Events and Sightings Web Extras

Mary Croarken and Nathan Ensmenger, Editors

Web Extras: Events and Sightings

Because of space considerations in the January-March 2003 issue, we were unable to feature this article in the Events and Sightings department.

Australian Computer Museum Society Acquires a GE-415

The Australian Computer Museum Society based in Sydney recently took delivery of a large console, which is mid-1960 vintage. It was delivered from Melbourne (clue 1) by our chief southern scrounger, Andy Stewart. It was attached to a strangely shaped (clue 2) Formica table with a set of brushed aluminium legs at one end.

At first glance it was not that impressive (see Figure 1). It had some Honeywell square switches and a blue panel. However, upon opening the front panel (see Figure 2), this revealed an impressive set of lamps-obviously a 24-bit machine (clue 3). The use of such a modesty panel was clear evidence that the commercial users didn't want anything to do with all of those ugly flashing lights that the engineers used (clue 4). Also, 24 bits is not a common number. The back of the panel was covered with old electrical tape. After much hard work this tape was removed to reveal a huge "General GE Electric" name tag in all its glory (see Figure 3). Why would such a proud name be covered up (clue 5)?
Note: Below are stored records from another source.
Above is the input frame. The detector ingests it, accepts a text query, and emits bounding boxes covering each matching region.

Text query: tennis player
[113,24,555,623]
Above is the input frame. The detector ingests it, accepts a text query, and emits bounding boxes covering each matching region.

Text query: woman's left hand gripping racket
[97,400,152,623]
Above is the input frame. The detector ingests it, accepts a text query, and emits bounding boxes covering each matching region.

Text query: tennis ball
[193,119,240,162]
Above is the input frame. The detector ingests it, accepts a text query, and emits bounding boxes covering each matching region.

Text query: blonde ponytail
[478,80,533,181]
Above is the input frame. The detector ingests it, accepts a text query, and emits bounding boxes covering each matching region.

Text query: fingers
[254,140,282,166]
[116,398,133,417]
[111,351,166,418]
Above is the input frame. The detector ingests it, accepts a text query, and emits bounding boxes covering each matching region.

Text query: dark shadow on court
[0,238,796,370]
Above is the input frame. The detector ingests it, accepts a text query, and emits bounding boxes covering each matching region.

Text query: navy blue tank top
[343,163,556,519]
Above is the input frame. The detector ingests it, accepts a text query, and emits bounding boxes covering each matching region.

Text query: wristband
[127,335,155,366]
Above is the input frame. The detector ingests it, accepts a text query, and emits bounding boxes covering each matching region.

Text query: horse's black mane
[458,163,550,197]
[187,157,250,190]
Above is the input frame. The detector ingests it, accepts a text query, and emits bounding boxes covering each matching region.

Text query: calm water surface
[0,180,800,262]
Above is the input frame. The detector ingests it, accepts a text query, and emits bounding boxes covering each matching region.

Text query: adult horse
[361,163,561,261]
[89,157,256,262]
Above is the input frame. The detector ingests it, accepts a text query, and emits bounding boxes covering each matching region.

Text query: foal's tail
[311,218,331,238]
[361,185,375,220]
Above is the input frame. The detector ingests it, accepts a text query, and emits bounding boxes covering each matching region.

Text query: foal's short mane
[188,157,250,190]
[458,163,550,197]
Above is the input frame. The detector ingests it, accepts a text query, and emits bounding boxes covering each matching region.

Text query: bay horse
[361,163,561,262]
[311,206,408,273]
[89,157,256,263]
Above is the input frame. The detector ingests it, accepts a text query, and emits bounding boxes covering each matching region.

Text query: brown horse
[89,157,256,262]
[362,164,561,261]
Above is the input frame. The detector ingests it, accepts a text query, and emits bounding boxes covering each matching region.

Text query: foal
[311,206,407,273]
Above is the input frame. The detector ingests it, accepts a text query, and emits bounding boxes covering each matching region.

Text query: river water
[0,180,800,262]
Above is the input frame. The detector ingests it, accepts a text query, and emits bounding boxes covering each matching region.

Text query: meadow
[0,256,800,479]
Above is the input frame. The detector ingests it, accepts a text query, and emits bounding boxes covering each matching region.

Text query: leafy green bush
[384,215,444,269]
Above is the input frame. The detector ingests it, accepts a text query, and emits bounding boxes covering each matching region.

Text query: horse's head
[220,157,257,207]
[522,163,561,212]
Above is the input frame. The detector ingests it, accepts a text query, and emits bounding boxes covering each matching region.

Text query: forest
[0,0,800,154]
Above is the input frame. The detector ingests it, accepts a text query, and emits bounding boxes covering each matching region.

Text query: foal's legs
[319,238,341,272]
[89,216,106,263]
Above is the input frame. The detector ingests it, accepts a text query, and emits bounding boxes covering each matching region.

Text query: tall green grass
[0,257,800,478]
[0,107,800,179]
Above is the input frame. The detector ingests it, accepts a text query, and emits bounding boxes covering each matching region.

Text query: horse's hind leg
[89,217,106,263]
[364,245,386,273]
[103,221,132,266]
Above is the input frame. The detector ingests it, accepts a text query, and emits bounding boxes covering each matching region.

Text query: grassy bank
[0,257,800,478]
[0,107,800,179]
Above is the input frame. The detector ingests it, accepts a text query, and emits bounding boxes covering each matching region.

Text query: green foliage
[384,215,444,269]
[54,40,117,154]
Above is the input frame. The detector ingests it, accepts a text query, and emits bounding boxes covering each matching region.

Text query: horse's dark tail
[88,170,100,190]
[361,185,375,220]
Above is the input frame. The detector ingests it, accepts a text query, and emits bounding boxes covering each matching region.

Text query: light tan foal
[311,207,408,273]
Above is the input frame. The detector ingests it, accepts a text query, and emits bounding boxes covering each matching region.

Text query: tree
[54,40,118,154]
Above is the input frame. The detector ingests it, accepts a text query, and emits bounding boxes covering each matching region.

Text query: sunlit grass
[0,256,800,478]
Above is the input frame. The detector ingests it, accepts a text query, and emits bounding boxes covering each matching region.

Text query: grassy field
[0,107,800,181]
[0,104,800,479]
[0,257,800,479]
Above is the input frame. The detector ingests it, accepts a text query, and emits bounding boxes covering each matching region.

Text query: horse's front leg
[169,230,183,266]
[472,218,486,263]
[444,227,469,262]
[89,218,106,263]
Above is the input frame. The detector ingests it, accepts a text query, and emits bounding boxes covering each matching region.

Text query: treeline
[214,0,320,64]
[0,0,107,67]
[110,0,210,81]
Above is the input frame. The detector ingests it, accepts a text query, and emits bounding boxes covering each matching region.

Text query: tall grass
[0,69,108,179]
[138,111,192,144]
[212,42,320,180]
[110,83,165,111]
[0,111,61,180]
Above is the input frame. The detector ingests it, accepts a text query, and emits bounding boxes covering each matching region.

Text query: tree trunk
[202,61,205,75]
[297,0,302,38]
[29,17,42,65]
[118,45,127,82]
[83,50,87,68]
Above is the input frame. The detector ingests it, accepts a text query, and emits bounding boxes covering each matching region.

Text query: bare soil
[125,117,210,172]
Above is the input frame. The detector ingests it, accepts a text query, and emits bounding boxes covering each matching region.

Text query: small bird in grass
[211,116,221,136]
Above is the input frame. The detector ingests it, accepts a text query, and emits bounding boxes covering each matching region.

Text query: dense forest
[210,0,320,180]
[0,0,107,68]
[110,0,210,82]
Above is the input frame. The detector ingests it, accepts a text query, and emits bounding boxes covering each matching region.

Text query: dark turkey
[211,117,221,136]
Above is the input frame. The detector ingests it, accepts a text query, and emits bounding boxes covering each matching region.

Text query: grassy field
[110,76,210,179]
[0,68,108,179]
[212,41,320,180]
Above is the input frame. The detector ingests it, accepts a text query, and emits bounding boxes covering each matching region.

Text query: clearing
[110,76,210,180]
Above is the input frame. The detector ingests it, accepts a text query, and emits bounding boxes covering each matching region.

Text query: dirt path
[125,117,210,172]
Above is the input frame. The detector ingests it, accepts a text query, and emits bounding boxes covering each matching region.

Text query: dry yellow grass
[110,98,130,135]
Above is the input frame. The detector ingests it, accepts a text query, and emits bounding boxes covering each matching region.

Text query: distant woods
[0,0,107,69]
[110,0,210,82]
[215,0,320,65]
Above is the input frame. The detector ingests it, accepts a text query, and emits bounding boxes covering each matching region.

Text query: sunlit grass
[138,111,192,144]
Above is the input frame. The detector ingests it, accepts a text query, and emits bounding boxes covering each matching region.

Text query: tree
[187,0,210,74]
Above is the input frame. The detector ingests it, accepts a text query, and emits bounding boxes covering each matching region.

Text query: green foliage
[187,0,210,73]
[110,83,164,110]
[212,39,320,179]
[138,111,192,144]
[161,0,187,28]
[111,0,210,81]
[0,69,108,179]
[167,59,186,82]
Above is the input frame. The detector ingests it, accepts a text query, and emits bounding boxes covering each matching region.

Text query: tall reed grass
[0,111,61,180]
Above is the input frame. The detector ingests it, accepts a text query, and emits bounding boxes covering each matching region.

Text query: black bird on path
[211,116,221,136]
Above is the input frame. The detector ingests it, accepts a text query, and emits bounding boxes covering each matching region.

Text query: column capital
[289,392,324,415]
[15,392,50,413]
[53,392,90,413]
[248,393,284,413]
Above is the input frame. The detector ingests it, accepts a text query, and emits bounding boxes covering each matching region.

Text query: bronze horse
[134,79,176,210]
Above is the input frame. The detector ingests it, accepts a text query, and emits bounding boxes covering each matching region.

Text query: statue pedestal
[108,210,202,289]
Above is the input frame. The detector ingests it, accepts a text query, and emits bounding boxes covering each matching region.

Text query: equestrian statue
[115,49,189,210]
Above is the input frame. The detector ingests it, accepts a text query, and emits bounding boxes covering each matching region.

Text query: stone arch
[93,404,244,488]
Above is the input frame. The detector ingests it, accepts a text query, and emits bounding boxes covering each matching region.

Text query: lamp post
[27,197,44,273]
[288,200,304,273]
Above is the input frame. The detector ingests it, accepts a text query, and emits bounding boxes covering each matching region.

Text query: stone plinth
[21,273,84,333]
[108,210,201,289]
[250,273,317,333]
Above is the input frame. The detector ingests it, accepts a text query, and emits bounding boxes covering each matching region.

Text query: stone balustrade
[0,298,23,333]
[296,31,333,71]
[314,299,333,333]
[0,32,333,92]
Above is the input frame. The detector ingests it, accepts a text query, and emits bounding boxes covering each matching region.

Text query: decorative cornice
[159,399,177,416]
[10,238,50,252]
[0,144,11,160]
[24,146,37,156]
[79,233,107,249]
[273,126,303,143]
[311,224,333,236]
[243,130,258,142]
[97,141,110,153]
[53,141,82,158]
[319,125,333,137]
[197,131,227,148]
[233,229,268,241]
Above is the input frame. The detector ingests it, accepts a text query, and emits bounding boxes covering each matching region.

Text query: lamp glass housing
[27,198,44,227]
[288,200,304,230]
Figure 1. General Electric GE-415 as delivered to the Australian Computer Museum Society. (image missing)


Figure 2. General Electric GE-415 with open console.


Figure 3. General Electric logo found on the GE-415.

A search of the Web didn't reveal much detail of early GE machines. However, an article by H.R. Oldfield in the IEEE Annals of the History of Computing, vol. 17, no. 4, October-December 1995, pp. 46-55, revealed that GE Phoenix developed a range of 24-bit machines (code-named Mosaic) in the mid-1960s that became the GE-400 family. A French Web page ( was finally located that gave the GE 400 story. I thought, therefore, that it was probably a GE-415. Some old photographs showed a GE-415, and the same console was visible. The reason for the strange shape is apparent-it joins to a console printer table at an angle. Clue 2 was resolved. The machine was definitely a GE-415.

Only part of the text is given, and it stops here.